Some of the dentists we talk to believe that a weak link is someone who causes tension in the office, or someone that doesn’t get along with other staff in the office. In addition, it could be a person that doesn’t contribute to production as expected or doesn’t deliver the type of care you look for in your people. Looking at your staff and deciding if a weak link exists can be challenging in a typical office. If you don’t have specific systems in place, where everyone knows what to do and when, follows the outline of your Strategic Plan, it’s really difficult to identify that person.
Most offices operate based on very few systems. Most have staff that do whatever they did in their previous office or whatever they feel like on that particular day. Very often, there is a lack of consistency, and if that’s the case in your office, it becomes really tough to tell if you have a person that is a good fit or a weak link.
There are 4 simple steps to expose a weak link in your practice:
- First, you have to define what it is you want to happen in your practice every time
- Create systems around what it is you want to happen
- Implement the systems
- Evaluate the systems and tweak
Your hygiene department is probably the best place to start since it’s critical that your hygienists are consistent room to room, provider to provider, patient-to-patient. Once you have these tight systems, it becomes really easy to identify who is truly with you and who isn’t.

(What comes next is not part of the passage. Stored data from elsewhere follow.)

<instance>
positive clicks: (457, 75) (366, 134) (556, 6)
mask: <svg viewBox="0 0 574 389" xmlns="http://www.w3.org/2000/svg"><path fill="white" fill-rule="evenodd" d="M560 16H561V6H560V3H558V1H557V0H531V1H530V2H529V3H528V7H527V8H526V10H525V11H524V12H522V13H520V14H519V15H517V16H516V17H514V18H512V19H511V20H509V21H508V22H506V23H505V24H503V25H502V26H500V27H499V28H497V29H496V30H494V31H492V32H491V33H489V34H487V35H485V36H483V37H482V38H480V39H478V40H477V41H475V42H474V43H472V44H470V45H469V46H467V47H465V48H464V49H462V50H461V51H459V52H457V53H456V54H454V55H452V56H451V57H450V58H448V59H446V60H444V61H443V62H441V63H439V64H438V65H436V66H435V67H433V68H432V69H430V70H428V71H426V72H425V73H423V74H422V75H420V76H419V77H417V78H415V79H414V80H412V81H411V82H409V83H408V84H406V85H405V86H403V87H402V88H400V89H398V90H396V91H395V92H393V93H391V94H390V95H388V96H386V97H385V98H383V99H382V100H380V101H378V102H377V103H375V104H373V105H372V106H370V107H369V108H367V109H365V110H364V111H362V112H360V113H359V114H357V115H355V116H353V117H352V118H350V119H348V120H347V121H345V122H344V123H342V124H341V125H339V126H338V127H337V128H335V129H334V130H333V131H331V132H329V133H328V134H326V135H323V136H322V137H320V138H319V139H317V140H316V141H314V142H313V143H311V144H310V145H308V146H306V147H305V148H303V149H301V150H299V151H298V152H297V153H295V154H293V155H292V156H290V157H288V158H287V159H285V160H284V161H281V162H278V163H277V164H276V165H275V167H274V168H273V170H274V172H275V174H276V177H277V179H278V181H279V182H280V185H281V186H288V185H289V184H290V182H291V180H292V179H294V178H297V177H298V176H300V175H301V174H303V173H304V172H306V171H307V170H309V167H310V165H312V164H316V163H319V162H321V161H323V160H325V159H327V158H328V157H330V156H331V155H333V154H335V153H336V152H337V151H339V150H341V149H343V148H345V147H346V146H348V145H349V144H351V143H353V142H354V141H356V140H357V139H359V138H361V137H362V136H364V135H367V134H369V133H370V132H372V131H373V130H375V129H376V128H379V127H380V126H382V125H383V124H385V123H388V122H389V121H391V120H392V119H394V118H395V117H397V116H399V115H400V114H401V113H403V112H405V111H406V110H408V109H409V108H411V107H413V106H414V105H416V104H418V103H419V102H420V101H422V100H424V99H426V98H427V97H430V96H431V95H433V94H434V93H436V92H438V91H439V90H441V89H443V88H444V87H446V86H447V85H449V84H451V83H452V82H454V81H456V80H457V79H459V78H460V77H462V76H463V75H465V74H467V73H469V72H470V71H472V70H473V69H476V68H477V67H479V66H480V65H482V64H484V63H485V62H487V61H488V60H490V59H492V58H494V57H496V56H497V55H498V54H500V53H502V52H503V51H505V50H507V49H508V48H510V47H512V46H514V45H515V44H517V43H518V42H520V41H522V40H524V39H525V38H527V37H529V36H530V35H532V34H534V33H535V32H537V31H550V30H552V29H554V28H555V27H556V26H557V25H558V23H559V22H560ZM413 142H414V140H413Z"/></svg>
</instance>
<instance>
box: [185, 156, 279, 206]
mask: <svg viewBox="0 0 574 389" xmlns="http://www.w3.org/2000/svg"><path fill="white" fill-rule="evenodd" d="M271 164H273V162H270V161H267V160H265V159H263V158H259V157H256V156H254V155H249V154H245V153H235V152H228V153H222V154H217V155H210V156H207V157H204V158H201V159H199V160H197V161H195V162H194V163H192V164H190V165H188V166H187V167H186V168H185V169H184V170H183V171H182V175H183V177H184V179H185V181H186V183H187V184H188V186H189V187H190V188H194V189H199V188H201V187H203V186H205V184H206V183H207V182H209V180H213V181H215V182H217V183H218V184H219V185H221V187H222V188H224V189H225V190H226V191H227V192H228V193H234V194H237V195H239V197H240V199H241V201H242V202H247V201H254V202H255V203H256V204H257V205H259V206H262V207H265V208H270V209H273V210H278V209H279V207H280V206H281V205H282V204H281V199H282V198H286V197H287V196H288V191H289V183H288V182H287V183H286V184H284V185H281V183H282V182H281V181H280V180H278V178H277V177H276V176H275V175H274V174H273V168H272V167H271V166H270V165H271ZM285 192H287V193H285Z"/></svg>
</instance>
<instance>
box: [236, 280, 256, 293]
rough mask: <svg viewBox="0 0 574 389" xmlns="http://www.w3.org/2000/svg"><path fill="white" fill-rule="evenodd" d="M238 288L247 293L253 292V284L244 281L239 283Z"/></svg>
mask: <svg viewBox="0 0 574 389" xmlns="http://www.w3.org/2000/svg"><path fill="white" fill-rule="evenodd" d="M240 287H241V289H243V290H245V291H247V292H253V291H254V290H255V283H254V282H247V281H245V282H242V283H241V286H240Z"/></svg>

Once you identify a person that may be a weak link, don’t jump to letting them go just yet. First, you need to figure out if they are a weak link because they need to learn more about the system? Or do they lack certain skills? Or is it an attitude issue? Or maybe they are just simply not a fit.
Systems turn regular people into performers and allow your people to shine each and every time they see a patient. So when someone doesn’t follow your system, you need to have a conversation with them to find out why. Ask:
- Are you challenged by the amount of information you are learning?
- Are you challenged by the level of skill that’s expected of you?
- Is it your attitude that’s a concern?
- Is there something else going on that I need to know about?
Once you figure out what the challenge is, it becomes really easy to know what to do.
So how do you know when it’s time to let go? I use a “Three Opportunities” Rule:
- The first time someone doesn’t do what they were trained to do, I assume they weren’t trained well enough and we allow for more time to learn, role-play, and ask questions around what is expected of them
- The second time someone doesn’t do what they were trained to do, after having another opportunity to learn more, I ask them if I was clear in what my expectations are and inquire how I can help them figure out how to improve
- The third time someone doesn’t do what they were trained to do, the question becomes: is it that they don’t want to do it, is it too hard, or is it an attitude issue?
At this point, you basically know what to do. Three opportunities, because the chain is only as strong as its weakest link.